Today, more than 30 surviving locations across the Midwest and the South make up a loose network of restaurants that bear the Zesto name but operate mostly independently of one another.
Now, two Nebraska-born ice cream obsessives who grew up on Zesto dream of broadening that network and bringing the brand back to the masses.
“We always felt like there should be more of them to bring to the public because we were that in love with the ice cream,” said Todd Jansa, a Wahoo-area farmer who co-owns the federal trademark for Zesto with business partner Jerry Irons.
From Zest-O-Mat to Rosenblatt
Louis A.M. Phelan was no stranger to the patent office by the time he turned his attention to ice cream. His inventions included dozens of electrical apparatuses that gave him claim to a mountain of intellectual property.
But the creation that launched Phelan’s reputation as a fast food pioneer came around 1945 when the Illinois-based Taylor Freezer Corporation rolled out the Zest-O-Mat, a hulking soft-serve ice cream and frozen custard machine.
A few years later, the company began delivering a simple pitch to newspaper readers all over the country: Buy a Zest-O-Mat machine and open a Zesto franchise in your town.
A shop opened in El Paso, Texas, in April 1947 and the chain spread like wildfire, operating in at least 32 states between 1947 and 1955, according to a Flatwater Free Press search of newspaper archives.
After Nebraska’s first shop in Norfolk, franchises emerged in Fremont, Lincoln and Alliance. All three are still in business more than seven decades later. Others in Columbus, Hastings, Scottsbluff, South Sioux City and Sidney proved more short-lived. The Norfolk Zesto eventually closed, too.
By 1953, Omaha had twin Zestos – an iconic location across from Rosenblatt Stadium in the south and a still-running shop in Florence to the north.
It’s not exactly clear why Taylor deserted the Zesto concept in the mid-1950s, but the move came as the American fast food hierarchy began to take shape, with giants like Dairy Queen (now owned by Omaha’s Berkshire Hathaway) and McDonald’s at the top.

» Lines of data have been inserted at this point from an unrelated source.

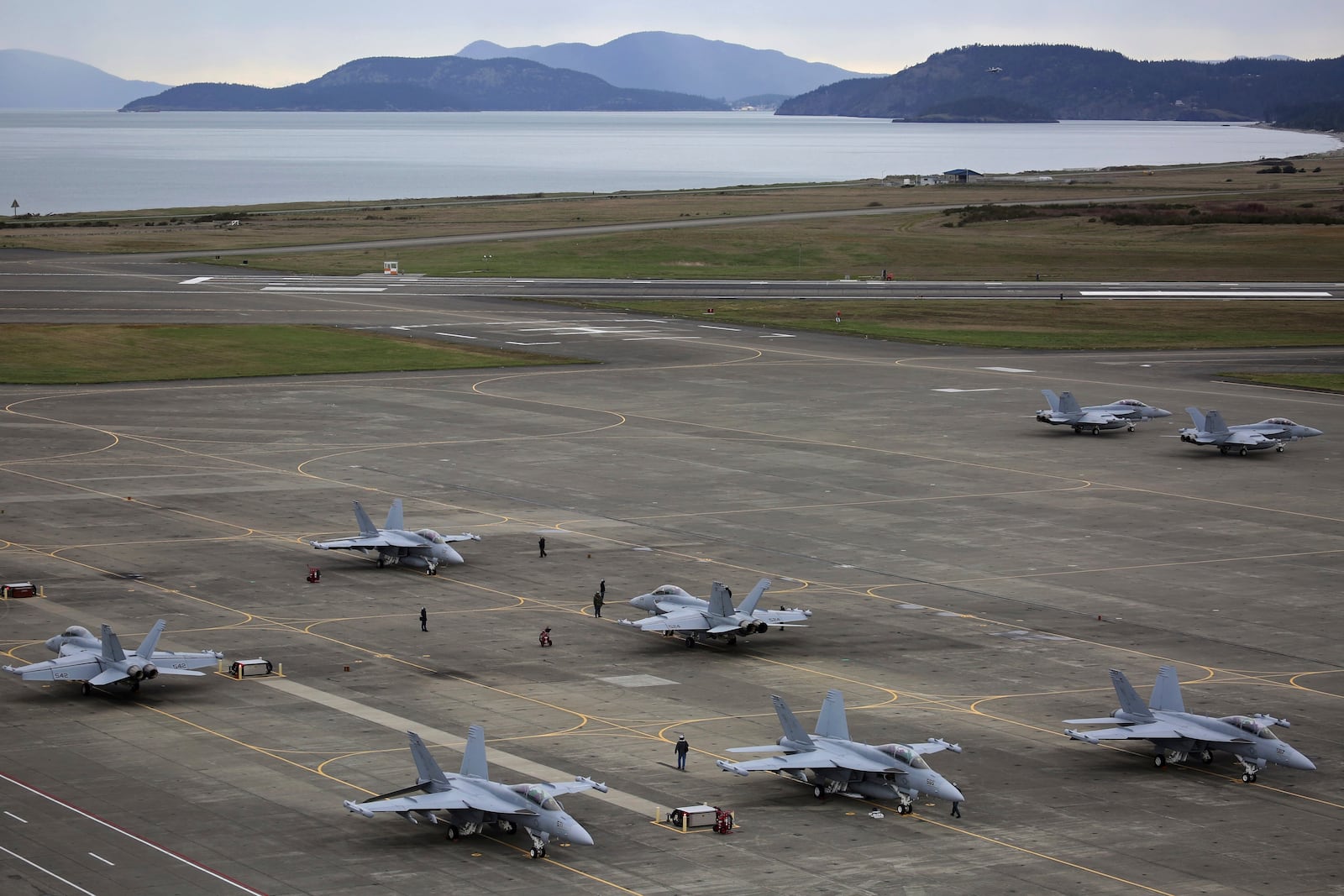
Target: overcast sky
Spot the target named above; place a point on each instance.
(280, 42)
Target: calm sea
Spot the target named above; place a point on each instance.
(65, 161)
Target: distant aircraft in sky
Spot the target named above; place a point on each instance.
(839, 765)
(396, 544)
(1273, 432)
(96, 663)
(1178, 734)
(1124, 412)
(470, 801)
(675, 611)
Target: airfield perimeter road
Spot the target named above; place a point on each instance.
(972, 573)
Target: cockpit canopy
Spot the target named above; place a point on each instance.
(538, 794)
(1253, 727)
(905, 754)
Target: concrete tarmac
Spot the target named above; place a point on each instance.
(972, 575)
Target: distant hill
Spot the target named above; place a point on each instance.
(1075, 82)
(685, 63)
(436, 83)
(39, 81)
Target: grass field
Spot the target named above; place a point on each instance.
(35, 354)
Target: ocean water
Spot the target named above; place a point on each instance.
(84, 161)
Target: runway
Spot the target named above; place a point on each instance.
(972, 575)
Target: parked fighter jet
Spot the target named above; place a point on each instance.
(470, 801)
(1122, 412)
(839, 765)
(423, 550)
(1273, 432)
(1178, 734)
(672, 610)
(94, 661)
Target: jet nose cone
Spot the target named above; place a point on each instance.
(577, 835)
(949, 792)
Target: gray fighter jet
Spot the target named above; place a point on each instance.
(470, 801)
(1273, 432)
(396, 544)
(839, 765)
(675, 611)
(1095, 418)
(1178, 734)
(94, 663)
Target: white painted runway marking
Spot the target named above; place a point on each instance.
(497, 758)
(124, 833)
(1198, 293)
(323, 289)
(47, 871)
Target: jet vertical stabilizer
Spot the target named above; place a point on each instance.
(1167, 692)
(151, 642)
(754, 598)
(112, 651)
(721, 605)
(366, 526)
(793, 731)
(1068, 405)
(427, 768)
(832, 723)
(1214, 423)
(474, 759)
(396, 520)
(1131, 703)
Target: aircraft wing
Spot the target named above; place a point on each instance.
(680, 620)
(1142, 731)
(73, 668)
(464, 537)
(381, 540)
(575, 786)
(781, 617)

The Taylor Company, still a leading manufacturer of ice cream machines, did not respond to multiple requests for comment.
Without the support of its mothership, most stores struggled and eventually shuttered, but a sprinkling of Zestos survived – and even thrived – as communities like Omaha grew around the retro-looking establishments.
Ungoverned by a franchisor’s branding guidelines, the dispersed restaurants formed their own personalities and developed quirky provincial menus.
Several Atlanta Zestos offer a Big Mac-like burger called the ”Chubby Decker.” A location in Columbia, South Carolina, serves a pimento cheese sandwich. A now-closed Seattle Zesto sold fish and chips. Two of the three Omaha shops carry pickle fries.
Zesto’s demise as a national brand mirrors the stories of many other chains that tried and failed to “become the next big thing” during the postwar fast food boom, said A.S. Rogers, who authored the “Broken Chains” blog.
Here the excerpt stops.